The post-Brexit fall in the value of Sterling is having a "serious and immediate impact" on importers, and could see bottles from outside the EU also increase by an average 22p, according to the Wine and Spirit Trade Association.
WSTA said 99pc of the 1.8 billion bottles of wine drunk in the UK are imported, meaning that any added tariffs will have a "punishing" effect.
The wine club Naked Wines has already warned its members that it will be increasing the prices on half of its wines by around 5pc next month, explaining that the pound had "steadily plummeted and duty has gone up (again), meaning the cost of wine has crept up".
WSTA said the cost of importing EU wine could go up by £225m a year as a result of the drop in Sterling's value since June 23 and the cost of importing wine from outside the EU could go up by £188m a year.
WSTA chief executive Miles Beale said: "We should be under no illusions that wine prices are likely to increase, which in the current climate could lead to a bottle of wine going up by 29p.
"This is of grave concern to the wine industry and it is vital that Government come out in support of the trade which generates £17.3 billion in economic activity.

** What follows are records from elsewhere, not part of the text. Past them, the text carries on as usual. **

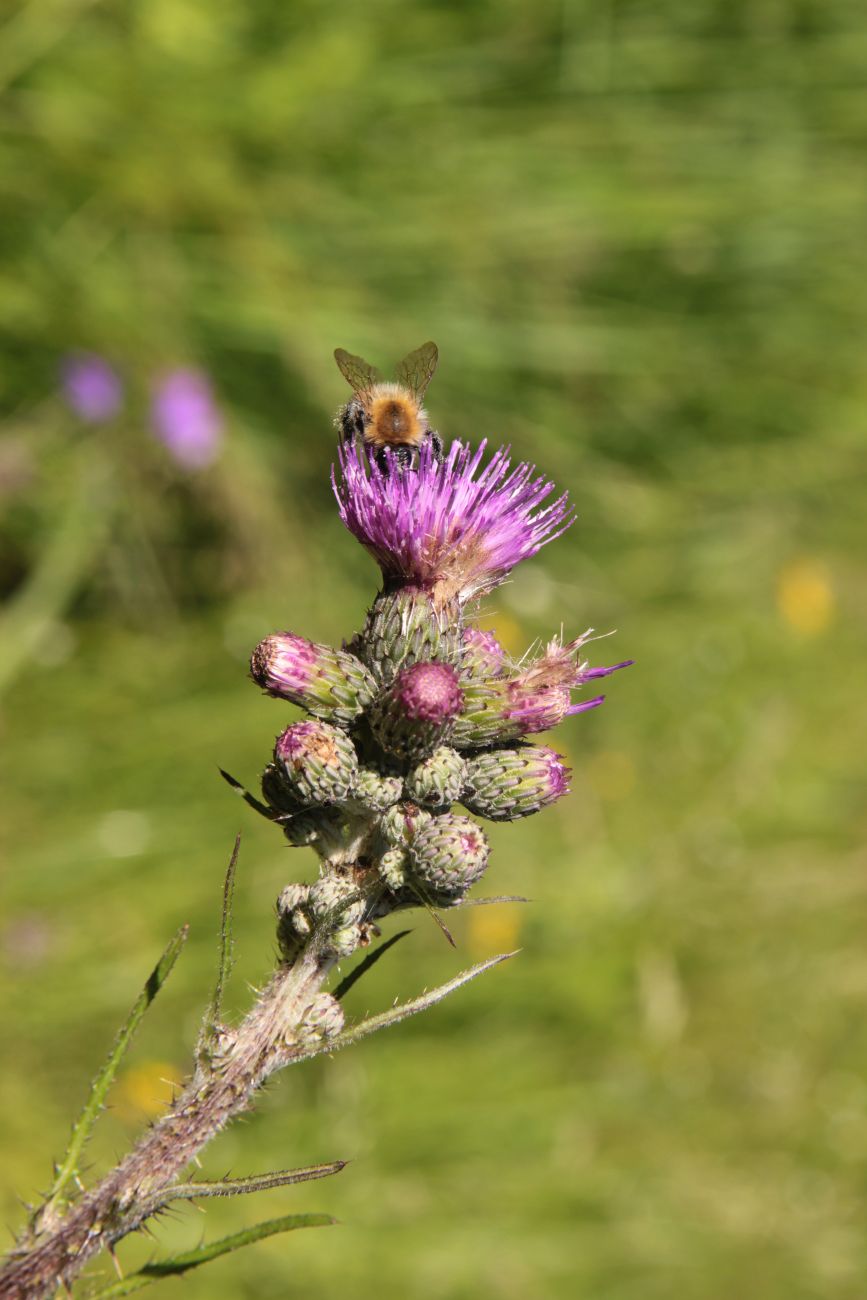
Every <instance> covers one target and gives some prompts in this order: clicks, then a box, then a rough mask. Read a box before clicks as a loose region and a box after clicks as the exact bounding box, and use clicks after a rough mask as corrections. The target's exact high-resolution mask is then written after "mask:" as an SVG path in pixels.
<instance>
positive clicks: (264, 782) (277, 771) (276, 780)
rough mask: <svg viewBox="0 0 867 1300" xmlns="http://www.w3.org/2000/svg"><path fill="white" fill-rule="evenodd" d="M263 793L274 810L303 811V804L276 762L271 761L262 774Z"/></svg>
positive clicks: (261, 785) (276, 811)
mask: <svg viewBox="0 0 867 1300" xmlns="http://www.w3.org/2000/svg"><path fill="white" fill-rule="evenodd" d="M261 793H263V798H264V801H265V803H266V805H268V806H269V807H270V809H272V810H273V811H274V813H279V814H285V813H300V811H302V805H300V803H299V802H298V798H296V797H295V794H294V792H292V789H291V788H290V787H289V785H287V784H286V781H285V779H283V774H282V772H281V770H279V768H278V767H277V764H276V763H269V764H268V767H266V768H265V771H264V772H263V774H261Z"/></svg>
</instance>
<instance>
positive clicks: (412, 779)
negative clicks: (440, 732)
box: [406, 745, 467, 807]
mask: <svg viewBox="0 0 867 1300" xmlns="http://www.w3.org/2000/svg"><path fill="white" fill-rule="evenodd" d="M465 780H467V763H465V762H464V759H463V758H461V755H460V754H459V753H458V750H456V749H450V748H448V745H441V746H439V748H438V749H435V750H434V751H433V754H429V755H428V758H424V759H422V761H421V762H420V763H417V764H416V766H415V767H413V770H412V771H411V772H409V775H408V776H407V780H406V790H407V794H408V796H409V798H411V800H416V801H417V802H419V803H430V805H433V806H434V807H442V805H445V803H454V802H455V800H459V798H460V794H461V790H463V788H464V783H465Z"/></svg>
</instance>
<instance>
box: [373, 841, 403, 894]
mask: <svg viewBox="0 0 867 1300" xmlns="http://www.w3.org/2000/svg"><path fill="white" fill-rule="evenodd" d="M408 861H409V858H408V855H407V850H406V849H386V852H385V853H383V854H382V857H381V858H380V862H378V868H380V875H381V876H382V879H383V880H385V883H386V885H387V887H389V889H390V891H391V893H399V891H400V889H402V888H403V885H404V884H406V881H407V863H408Z"/></svg>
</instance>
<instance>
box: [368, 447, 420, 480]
mask: <svg viewBox="0 0 867 1300" xmlns="http://www.w3.org/2000/svg"><path fill="white" fill-rule="evenodd" d="M412 456H413V448H412V447H407V446H404V445H403V443H396V445H393V446H390V447H378V448H377V450H376V451H374V452H373V459H374V460H376V463H377V465H378V467H380V469H381V471H382V473H383V474H386V476H387V474H389V473H390V472H391V469H393V468H394V467H395V465H396V467H398V469H400V471H403V469H409V467H411V465H412Z"/></svg>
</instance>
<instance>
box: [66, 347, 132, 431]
mask: <svg viewBox="0 0 867 1300" xmlns="http://www.w3.org/2000/svg"><path fill="white" fill-rule="evenodd" d="M61 382H62V389H64V396H65V398H66V402H68V403H69V406H70V407H71V409H73V411H74V412H75V415H77V416H79V417H81V419H82V420H86V421H87V424H105V422H107V421H108V420H112V419H113V417H114V416H116V415H117V412H118V411H120V408H121V402H122V400H123V385H122V383H121V378H120V376H118V373H117V370H116V369H114V368H113V367H112V365H109V363H108V361H107V360H105V357H104V356H99V355H97V354H96V352H73V354H71V355H70V356H68V357H66V359H65V361H64V364H62V367H61Z"/></svg>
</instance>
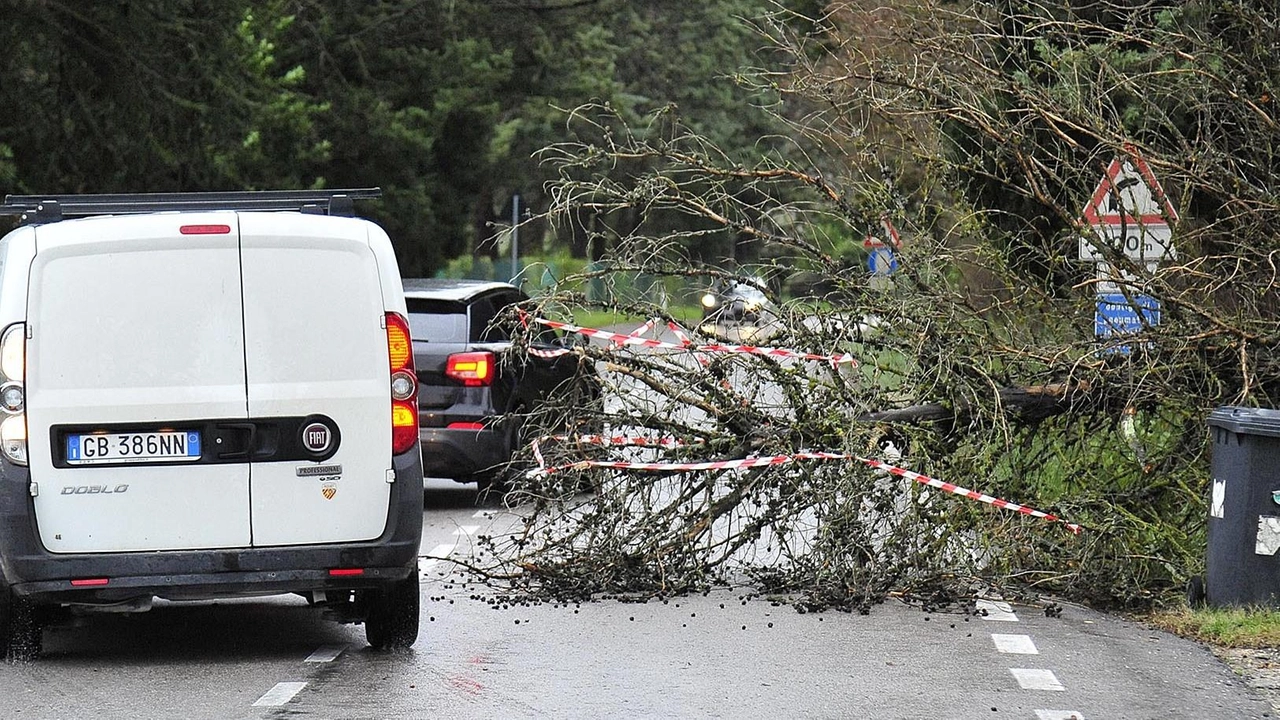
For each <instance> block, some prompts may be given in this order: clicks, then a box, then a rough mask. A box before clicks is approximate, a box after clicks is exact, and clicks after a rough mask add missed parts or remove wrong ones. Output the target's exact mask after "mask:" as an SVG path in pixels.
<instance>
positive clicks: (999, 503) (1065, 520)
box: [858, 457, 1083, 534]
mask: <svg viewBox="0 0 1280 720" xmlns="http://www.w3.org/2000/svg"><path fill="white" fill-rule="evenodd" d="M858 461H859V462H865V464H867V465H870V466H872V468H876V469H879V470H884V471H887V473H890V474H893V475H899V477H902V478H906V479H909V480H915V482H918V483H920V484H923V486H929V487H931V488H938V489H941V491H946V492H950V493H952V495H959V496H961V497H968V498H969V500H977V501H978V502H986V503H987V505H993V506H996V507H1000V509H1001V510H1010V511H1012V512H1020V514H1023V515H1030V516H1032V518H1041V519H1043V520H1048V521H1050V523H1061V524H1062V525H1065V527H1066V529H1068V530H1071V532H1073V533H1075V534H1080V530H1082V529H1083V528H1080V525H1076V524H1075V523H1068V521H1066V520H1064V519H1061V518H1059V516H1057V515H1050V514H1048V512H1041V511H1039V510H1032V509H1030V507H1027V506H1025V505H1018V503H1015V502H1009V501H1007V500H1000V498H998V497H991V496H989V495H984V493H980V492H974V491H972V489H965V488H963V487H960V486H954V484H951V483H945V482H942V480H938V479H936V478H931V477H928V475H922V474H919V473H913V471H911V470H908V469H905V468H899V466H897V465H890V464H888V462H882V461H879V460H868V459H867V457H858Z"/></svg>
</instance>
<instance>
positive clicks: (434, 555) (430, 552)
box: [417, 542, 458, 564]
mask: <svg viewBox="0 0 1280 720" xmlns="http://www.w3.org/2000/svg"><path fill="white" fill-rule="evenodd" d="M457 547H458V543H456V542H444V543H440V544H438V546H435V547H433V548H431V550H429V551H428V552H425V553H422V555H419V556H417V557H419V560H422V562H424V564H428V562H431V564H434V562H439V561H440V559H442V557H448V556H449V553H451V552H453V550H454V548H457Z"/></svg>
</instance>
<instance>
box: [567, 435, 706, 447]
mask: <svg viewBox="0 0 1280 720" xmlns="http://www.w3.org/2000/svg"><path fill="white" fill-rule="evenodd" d="M541 439H553V441H557V442H575V443H582V445H609V446H613V447H687V446H690V445H703V443H701V441H699V442H692V443H690V442H684V441H681V439H676V438H673V437H646V436H595V434H584V436H547V437H544V438H541Z"/></svg>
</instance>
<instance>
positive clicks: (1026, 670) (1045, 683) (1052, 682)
mask: <svg viewBox="0 0 1280 720" xmlns="http://www.w3.org/2000/svg"><path fill="white" fill-rule="evenodd" d="M1009 671H1010V673H1012V674H1014V679H1015V680H1018V684H1019V685H1021V688H1023V689H1024V691H1056V692H1062V691H1066V685H1064V684H1062V683H1059V682H1057V676H1056V675H1053V671H1052V670H1032V669H1028V667H1010V669H1009Z"/></svg>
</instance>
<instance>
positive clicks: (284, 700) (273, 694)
mask: <svg viewBox="0 0 1280 720" xmlns="http://www.w3.org/2000/svg"><path fill="white" fill-rule="evenodd" d="M305 687H307V684H306V683H275V687H274V688H271V689H269V691H266V694H264V696H262V697H260V698H257V702H255V703H253V707H279V706H282V705H284V703H285V702H289V701H291V700H293V696H296V694H298V693H300V692H302V688H305Z"/></svg>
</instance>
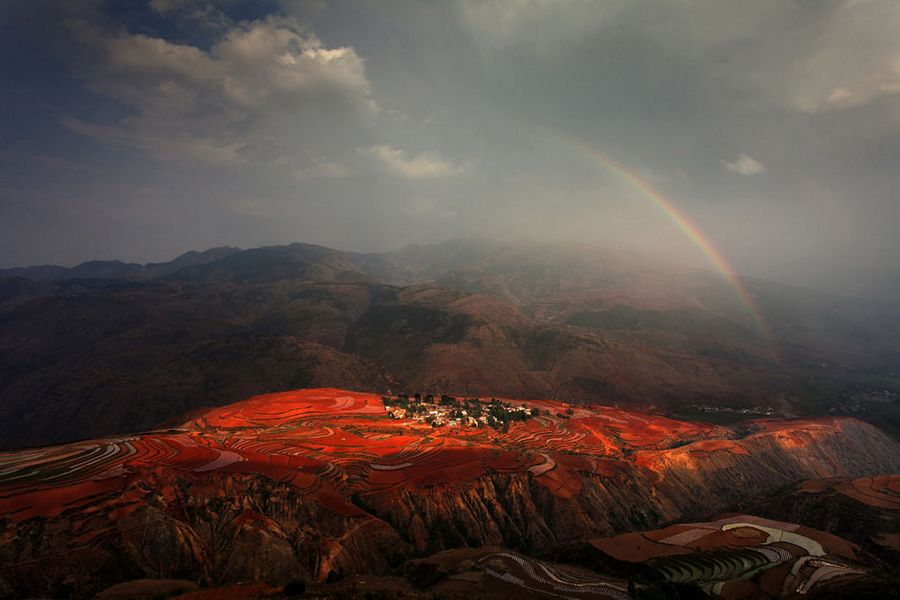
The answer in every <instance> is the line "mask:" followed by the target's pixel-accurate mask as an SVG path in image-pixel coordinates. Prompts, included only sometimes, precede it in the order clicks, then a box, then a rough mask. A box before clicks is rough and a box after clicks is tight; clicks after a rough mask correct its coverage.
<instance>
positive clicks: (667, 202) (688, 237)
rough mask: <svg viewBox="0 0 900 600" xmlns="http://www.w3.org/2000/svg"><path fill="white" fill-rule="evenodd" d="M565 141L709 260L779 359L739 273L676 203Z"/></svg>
mask: <svg viewBox="0 0 900 600" xmlns="http://www.w3.org/2000/svg"><path fill="white" fill-rule="evenodd" d="M566 139H567V141H568V142H570V143H571V144H572V145H573V146H575V147H576V148H578V149H579V150H581V151H582V152H583V153H584V154H586V155H587V156H589V157H590V158H592V159H593V160H595V161H596V162H598V163H600V164H601V165H602V166H603V167H604V168H605V169H606V170H608V171H610V172H612V173H613V174H615V175H616V176H617V177H619V178H620V179H621V180H623V181H624V182H625V183H627V184H628V185H629V187H631V188H632V189H634V190H635V191H637V192H639V193H640V194H641V195H642V196H643V197H644V198H646V199H648V200H650V202H652V203H653V205H654V206H655V207H657V208H658V209H659V210H660V211H662V212H663V214H665V215H666V217H668V219H669V220H670V221H671V222H672V223H673V224H674V225H675V226H676V227H677V228H678V229H679V230H680V231H681V232H682V233H684V235H685V236H687V238H688V239H689V240H690V241H691V243H692V244H693V245H694V246H696V247H697V249H698V250H700V252H701V253H702V254H703V256H704V257H705V258H706V259H707V261H709V263H710V264H711V265H712V267H713V269H715V271H716V272H717V273H719V275H721V276H722V278H723V279H724V280H725V281H726V283H728V285H729V286H730V287H731V288H732V289H733V290H734V292H735V294H736V295H737V298H738V300H739V301H740V303H741V304H742V305H743V307H744V308H745V309H746V310H747V312H748V313H749V315H750V316H751V317H752V319H753V323H754V325H755V327H756V328H757V330H758V331H759V333H761V334H762V335H763V336H764V337H765V338H766V341H767V342H768V343H769V345H770V346H771V349H772V351H773V354H774V356H776V358H777V356H778V353H777V351H776V347H775V344H774V338H773V336H772V332H771V330H770V329H769V326H768V325H767V324H766V321H765V319H764V318H763V316H762V314H761V313H760V310H759V307H757V306H756V303H755V302H754V301H753V297H752V296H751V295H750V293H749V292H747V289H746V288H745V287H744V285H743V284H742V283H741V280H740V278H739V277H738V274H737V273H736V272H735V271H734V269H733V268H732V266H731V265H730V264H729V263H728V260H727V259H726V258H725V257H724V256H723V255H722V253H721V252H719V251H718V250H717V249H716V247H715V246H714V245H713V244H712V242H710V241H709V239H708V238H707V237H706V236H705V235H704V234H703V232H702V231H700V228H699V227H697V226H696V225H694V223H692V222H691V220H690V219H689V218H688V217H687V215H685V214H684V212H682V211H681V210H679V208H678V207H677V206H675V203H674V202H672V200H670V199H669V198H667V197H666V196H664V195H663V194H662V192H660V191H659V190H658V189H656V187H654V186H653V184H652V183H650V182H649V181H647V180H646V179H644V178H643V177H641V176H640V175H638V174H637V173H636V172H635V171H634V170H633V169H631V168H630V167H628V166H627V165H625V164H622V163H620V162H619V161H617V160H616V159H614V158H612V157H611V156H609V155H607V154H604V153H603V152H600V151H599V150H597V149H596V148H594V147H592V146H590V145H588V144H586V143H585V142H583V141H581V140H579V139H577V138H572V137H566Z"/></svg>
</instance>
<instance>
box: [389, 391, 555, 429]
mask: <svg viewBox="0 0 900 600" xmlns="http://www.w3.org/2000/svg"><path fill="white" fill-rule="evenodd" d="M381 401H382V403H383V404H384V406H385V408H386V409H387V411H388V418H391V419H411V420H413V421H417V422H420V423H427V424H428V425H431V426H432V427H435V428H437V427H443V426H446V427H493V428H494V429H500V430H503V431H507V430H508V429H509V424H510V423H511V422H513V421H527V420H528V419H530V418H531V417H536V416H538V415H540V414H541V411H540V409H539V408H528V407H527V406H525V405H524V404H521V405H519V406H513V405H511V404H510V403H509V402H502V401H500V400H497V399H496V398H491V399H490V401H484V400H481V399H480V398H468V399H467V398H462V399H458V398H454V397H453V396H447V395H441V396H440V397H437V396H434V395H432V394H427V395H424V396H423V395H422V394H418V393H416V394H414V395H412V396H409V395H407V394H399V395H397V396H394V395H387V396H382V397H381Z"/></svg>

"We are just weeks away from the Autumn Statement. Any increase in duty, on top of the post-Brexit Sterling devaluation, would have dire consequences on Britain's wine trade.
"It is not only consumers who will feel the impact of price rises, but also by more than a quarter of million employees in the world leading UK wine industry."
Patrick McGrath, managing director of UK wine importers Hatch Mansfield, said: "It is not well understood that the UK is the global hub of the international wine trade. The fall in the value of Sterling is having a serious and immediate impact on importers.
"While currency fluctuations are an accepted risk for importers, three months on there appears to be little prospect of a return to pre-referendum values.
"The importers are having to meet the increased costs, which is already having a significant impact on profitability.
"In the immediate aftermath of the referendum, we were covered forward for foreign currency. However this 'cushion' has now run out. This will mean that we will be forced to increase our selling prices."
Former deputy prime minister Nick Clegg warned earlier this week that grocery shoppers would have to bear the knock-on costs of "whopping" tariffs on imported foods if the UK left the European single market, with a 59pc levy on beef, 38pc on chocolate, 40pc on New Zealand lamb and 14pc on Chilean wine.
Those costs would be compounded by the effects of a weaker pound pushing up import costs.
Sterling has dropped more than 18pc since the EU referendum.